She walked towards the house and entered. Mama Murphy sat at Jason’s side, tending to his wounds as he lay there unconscious, muttering from his feverish dreams. The old woman noticed her walk in and beckoned for her. Annalee looked down at Jason. He was drenched in sweat, and mismatched pieces of cloth bound his face.
“Will he survive, Mama?” Annalee asked, still fixed on the gauntness of her friend.
“I’m not sure Anna dear,” Mama sighed, her grip on the chair tightening. “But I do know one thing…”
Dogmeat shifted his head as he continued to nap next to his master, and let out a soft whine.
“This is where the two of your paths must divide.”

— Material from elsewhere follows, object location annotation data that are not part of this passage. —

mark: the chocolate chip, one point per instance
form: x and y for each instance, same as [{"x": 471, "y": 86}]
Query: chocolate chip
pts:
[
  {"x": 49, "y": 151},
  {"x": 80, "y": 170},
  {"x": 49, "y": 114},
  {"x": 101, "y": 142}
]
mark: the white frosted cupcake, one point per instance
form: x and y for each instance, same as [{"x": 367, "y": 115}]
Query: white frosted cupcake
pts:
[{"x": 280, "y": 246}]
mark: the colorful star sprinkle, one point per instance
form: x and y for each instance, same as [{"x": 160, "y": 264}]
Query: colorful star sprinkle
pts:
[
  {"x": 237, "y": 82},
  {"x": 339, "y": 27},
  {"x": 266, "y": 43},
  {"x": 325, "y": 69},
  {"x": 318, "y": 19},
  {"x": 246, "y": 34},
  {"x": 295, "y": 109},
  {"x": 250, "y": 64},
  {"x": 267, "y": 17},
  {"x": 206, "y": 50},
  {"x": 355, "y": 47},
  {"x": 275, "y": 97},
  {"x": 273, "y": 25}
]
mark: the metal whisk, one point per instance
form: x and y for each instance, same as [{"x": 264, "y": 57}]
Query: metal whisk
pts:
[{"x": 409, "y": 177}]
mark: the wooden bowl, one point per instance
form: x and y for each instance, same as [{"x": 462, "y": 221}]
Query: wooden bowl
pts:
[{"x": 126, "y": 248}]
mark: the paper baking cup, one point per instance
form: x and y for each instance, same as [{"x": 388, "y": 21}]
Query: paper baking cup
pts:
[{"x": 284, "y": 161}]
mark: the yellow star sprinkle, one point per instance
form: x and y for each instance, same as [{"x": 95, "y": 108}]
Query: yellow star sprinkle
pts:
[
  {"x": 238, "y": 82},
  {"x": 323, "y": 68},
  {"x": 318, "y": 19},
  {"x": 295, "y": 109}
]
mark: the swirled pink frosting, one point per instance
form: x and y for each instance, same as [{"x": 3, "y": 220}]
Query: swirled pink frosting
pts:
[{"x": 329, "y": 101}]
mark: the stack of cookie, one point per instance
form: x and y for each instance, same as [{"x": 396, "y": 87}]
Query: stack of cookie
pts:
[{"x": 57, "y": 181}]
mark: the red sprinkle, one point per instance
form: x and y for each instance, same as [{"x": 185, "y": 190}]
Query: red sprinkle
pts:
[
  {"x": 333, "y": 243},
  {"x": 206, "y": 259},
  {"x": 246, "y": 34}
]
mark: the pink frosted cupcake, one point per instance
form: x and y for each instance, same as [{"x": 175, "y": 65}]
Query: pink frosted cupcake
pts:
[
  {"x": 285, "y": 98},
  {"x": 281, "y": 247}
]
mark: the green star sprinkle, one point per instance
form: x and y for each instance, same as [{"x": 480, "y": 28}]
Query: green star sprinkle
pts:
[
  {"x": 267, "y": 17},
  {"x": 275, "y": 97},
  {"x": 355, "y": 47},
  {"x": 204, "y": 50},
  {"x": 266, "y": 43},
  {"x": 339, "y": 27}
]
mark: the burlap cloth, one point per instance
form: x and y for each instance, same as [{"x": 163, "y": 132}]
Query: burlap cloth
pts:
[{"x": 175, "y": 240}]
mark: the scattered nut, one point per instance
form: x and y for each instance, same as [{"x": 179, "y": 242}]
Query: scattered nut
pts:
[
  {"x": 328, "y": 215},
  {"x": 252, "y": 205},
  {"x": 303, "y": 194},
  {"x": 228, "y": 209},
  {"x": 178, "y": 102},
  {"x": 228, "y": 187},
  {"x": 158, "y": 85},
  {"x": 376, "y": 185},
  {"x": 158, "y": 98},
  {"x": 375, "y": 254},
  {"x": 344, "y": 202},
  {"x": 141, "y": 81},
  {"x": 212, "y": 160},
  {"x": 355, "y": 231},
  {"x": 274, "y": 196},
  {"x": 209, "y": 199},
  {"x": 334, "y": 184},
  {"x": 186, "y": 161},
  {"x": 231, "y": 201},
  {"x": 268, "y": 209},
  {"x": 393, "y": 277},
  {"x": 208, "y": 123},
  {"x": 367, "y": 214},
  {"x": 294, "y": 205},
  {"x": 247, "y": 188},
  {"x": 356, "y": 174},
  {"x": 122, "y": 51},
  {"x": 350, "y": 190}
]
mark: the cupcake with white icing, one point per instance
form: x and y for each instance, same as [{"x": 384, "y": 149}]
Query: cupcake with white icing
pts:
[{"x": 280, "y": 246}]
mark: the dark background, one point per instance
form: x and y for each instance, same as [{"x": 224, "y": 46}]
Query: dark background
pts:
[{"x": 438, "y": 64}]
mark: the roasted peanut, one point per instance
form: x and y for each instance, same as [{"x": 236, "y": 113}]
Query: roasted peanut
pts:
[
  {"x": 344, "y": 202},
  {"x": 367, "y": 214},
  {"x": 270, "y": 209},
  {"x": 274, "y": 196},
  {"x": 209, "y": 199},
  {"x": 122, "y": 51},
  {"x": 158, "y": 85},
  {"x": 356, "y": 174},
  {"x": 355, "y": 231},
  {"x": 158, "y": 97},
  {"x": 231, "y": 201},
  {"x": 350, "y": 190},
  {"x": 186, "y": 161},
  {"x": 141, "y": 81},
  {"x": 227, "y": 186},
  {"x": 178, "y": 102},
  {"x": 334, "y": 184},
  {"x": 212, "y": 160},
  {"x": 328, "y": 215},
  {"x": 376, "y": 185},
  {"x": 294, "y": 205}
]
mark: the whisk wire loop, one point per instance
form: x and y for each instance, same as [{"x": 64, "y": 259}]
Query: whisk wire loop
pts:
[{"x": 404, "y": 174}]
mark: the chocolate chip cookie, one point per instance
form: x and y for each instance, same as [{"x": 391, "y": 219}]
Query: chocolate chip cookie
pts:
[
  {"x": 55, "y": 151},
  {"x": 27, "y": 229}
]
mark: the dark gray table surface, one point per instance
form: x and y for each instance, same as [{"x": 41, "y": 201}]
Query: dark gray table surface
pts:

“What do you mean? He’s my friend.”
“You’ll see each other again. I’ve seen it. But his journey is different than yours. You must not delay any longer Annalee Jun. A path will appear to you and only you. It may end the life you knew but you must choose your own path in the days to come.”
Her faded eyes looked down at Jason.
“His healing will take a long time. Time that you don’t have to spare.”
Annalee looked once more at her friend and wiped a tear from her eye. She was going to be alone once again.
“Oh honey,” Mama Murphy stood from her plush armchair and embraced her in a light hug, “You won’t have to go on your journey alone.”
“Thank you,” she sputtered out, sobbing into the old seer’s arms.
They stayed there for a minute or two, still as the sun rays shining through the dusty windows. Annalee let go, thanked Mama Murphy and walked out, leaving the healing man in the hands of the caring old woman.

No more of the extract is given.